Monday 15 June 2009

Not on crack

No sooner do I start up on the old blog again than Mike pitches in and pushes me off my training wheels. Thanks Uncle Mike. No, I'm not really being a whining limey/pom bastard or whatever you call us these days. But Mike, you aren't in the UK, and, with respect, you are the one on crack.

The only people doing any projects at all at the moment are government departments. They have all been handed down mandates to encrypt their data. Every financial institution in the country has suddenly realised that they are incredibly vulnerable. The world is a different place. The UK doesn't always follow the US, not when the drivers are different.

[By the way, the reason I've been 'away' for 9 months is because I was on a top secret assignment inside one of these institutions.
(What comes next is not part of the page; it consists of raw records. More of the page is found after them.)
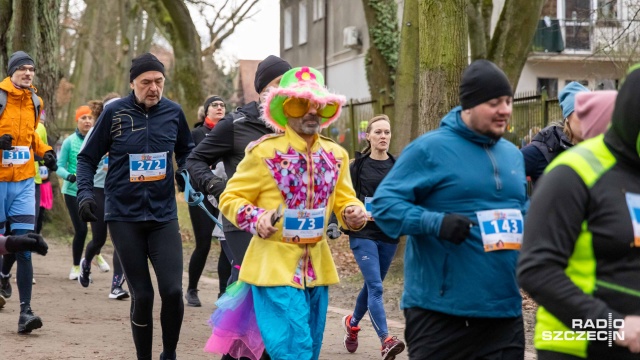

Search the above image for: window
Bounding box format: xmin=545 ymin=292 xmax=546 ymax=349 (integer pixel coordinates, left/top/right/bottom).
xmin=284 ymin=7 xmax=293 ymax=49
xmin=565 ymin=0 xmax=590 ymax=21
xmin=537 ymin=78 xmax=558 ymax=98
xmin=313 ymin=0 xmax=325 ymax=21
xmin=299 ymin=1 xmax=308 ymax=45
xmin=597 ymin=0 xmax=618 ymax=26
xmin=564 ymin=0 xmax=591 ymax=50
xmin=565 ymin=79 xmax=589 ymax=87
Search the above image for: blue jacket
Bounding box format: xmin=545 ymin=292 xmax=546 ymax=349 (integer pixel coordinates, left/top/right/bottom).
xmin=76 ymin=93 xmax=194 ymax=222
xmin=372 ymin=106 xmax=528 ymax=318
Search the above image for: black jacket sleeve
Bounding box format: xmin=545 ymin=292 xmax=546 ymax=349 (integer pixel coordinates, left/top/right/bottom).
xmin=518 ymin=165 xmax=624 ymax=328
xmin=520 ymin=144 xmax=547 ymax=183
xmin=174 ymin=109 xmax=195 ymax=170
xmin=76 ymin=106 xmax=113 ymax=204
xmin=186 ymin=116 xmax=234 ymax=193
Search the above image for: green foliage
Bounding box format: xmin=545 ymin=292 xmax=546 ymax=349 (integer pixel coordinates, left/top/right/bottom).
xmin=368 ymin=0 xmax=400 ymax=72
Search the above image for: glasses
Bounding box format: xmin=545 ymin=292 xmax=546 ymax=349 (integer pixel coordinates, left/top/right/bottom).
xmin=210 ymin=102 xmax=225 ymax=108
xmin=282 ymin=97 xmax=339 ymax=119
xmin=17 ymin=66 xmax=36 ymax=73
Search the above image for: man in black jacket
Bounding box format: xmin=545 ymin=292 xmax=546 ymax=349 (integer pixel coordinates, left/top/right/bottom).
xmin=186 ymin=55 xmax=291 ymax=289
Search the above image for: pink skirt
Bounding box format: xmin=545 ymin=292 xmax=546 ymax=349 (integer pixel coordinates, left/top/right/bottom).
xmin=40 ymin=181 xmax=53 ymax=210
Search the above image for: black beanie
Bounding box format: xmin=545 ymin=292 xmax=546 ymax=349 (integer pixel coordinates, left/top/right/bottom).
xmin=203 ymin=95 xmax=224 ymax=114
xmin=459 ymin=60 xmax=513 ymax=110
xmin=254 ymin=55 xmax=291 ymax=93
xmin=7 ymin=51 xmax=35 ymax=77
xmin=130 ymin=53 xmax=165 ymax=82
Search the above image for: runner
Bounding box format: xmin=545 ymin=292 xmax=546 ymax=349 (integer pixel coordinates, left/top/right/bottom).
xmin=0 ymin=51 xmax=57 ymax=333
xmin=373 ymin=60 xmax=528 ymax=359
xmin=56 ymin=105 xmax=95 ymax=280
xmin=518 ymin=66 xmax=640 ymax=359
xmin=77 ymin=93 xmax=129 ymax=301
xmin=206 ymin=66 xmax=366 ymax=360
xmin=338 ymin=114 xmax=405 ymax=359
xmin=76 ymin=53 xmax=194 ymax=360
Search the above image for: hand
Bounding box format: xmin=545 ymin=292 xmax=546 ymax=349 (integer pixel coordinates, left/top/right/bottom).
xmin=616 ymin=315 xmax=640 ymax=353
xmin=5 ymin=233 xmax=48 ymax=256
xmin=326 ymin=223 xmax=342 ymax=240
xmin=175 ymin=171 xmax=186 ymax=192
xmin=0 ymin=134 xmax=14 ymax=150
xmin=206 ymin=176 xmax=227 ymax=200
xmin=256 ymin=209 xmax=278 ymax=239
xmin=66 ymin=174 xmax=77 ymax=183
xmin=343 ymin=206 xmax=367 ymax=230
xmin=78 ymin=198 xmax=98 ymax=222
xmin=439 ymin=214 xmax=475 ymax=245
xmin=43 ymin=150 xmax=58 ymax=171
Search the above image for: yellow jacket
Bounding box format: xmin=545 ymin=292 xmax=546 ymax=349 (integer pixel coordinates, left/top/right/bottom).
xmin=0 ymin=77 xmax=52 ymax=182
xmin=219 ymin=125 xmax=365 ymax=288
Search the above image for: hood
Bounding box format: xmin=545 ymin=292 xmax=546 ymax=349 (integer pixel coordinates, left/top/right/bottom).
xmin=237 ymin=101 xmax=262 ymax=123
xmin=440 ymin=106 xmax=499 ymax=146
xmin=531 ymin=125 xmax=573 ymax=152
xmin=607 ymin=67 xmax=640 ymax=160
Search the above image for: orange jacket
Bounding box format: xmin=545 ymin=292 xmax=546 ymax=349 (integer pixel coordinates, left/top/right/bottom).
xmin=0 ymin=77 xmax=52 ymax=182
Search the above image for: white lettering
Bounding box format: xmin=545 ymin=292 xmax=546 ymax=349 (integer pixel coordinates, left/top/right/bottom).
xmin=613 ymin=319 xmax=625 ymax=329
xmin=542 ymin=331 xmax=552 ymax=341
xmin=572 ymin=319 xmax=583 ymax=328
You think everyone's got data security sewn up already? Not by a long chalk.]

Oh, and as to your "it's too damn hard and costs too much money" - maybe if you're still in 1995. I've been in the encryption game for coming up to 10 years now, and the market is more buoyant than ever, despite the fact that money is being cut elsewhere.

Come forward to the 21st century, and we don't have to use PKI any more. We don't even have to know much about keys unless we're installing. PGP didn't become the standard for encrypting email by accident my old mate. Cheap, usable and really so simple that even a Senior Vice President could install it. :)

Friday 12 June 2009

Is encryption finally going to have its day?

I think so, for a number of reasons:

The Government is handing down mandates.
After a number of high profile incidents, including an MoD laptop left on a train, the rules are being tightened across government departments. Despite the NHS being told that they have to strip budgets back to the bare minimum, they are still being told that encryption of sensitive information is a priority. This is nothing short of amazing for encryption.

Networks are maturing to the point where encryption really makes a difference.
5 years ago encryption didn't really make any difference. If you encrypted information, you felt safe, but anyone gaining access to your systems (normally an insider with a legitimate user account anyway) could take the information along with the keys. So all you were encrypting was the infiltrator's route to your valuable data. These days networks have intrusion detection, application firewalls, database protection, security policies that actually make sense (OK, not ALL networks!). In this situation, encryption really is valuable and not just a feel-good factor.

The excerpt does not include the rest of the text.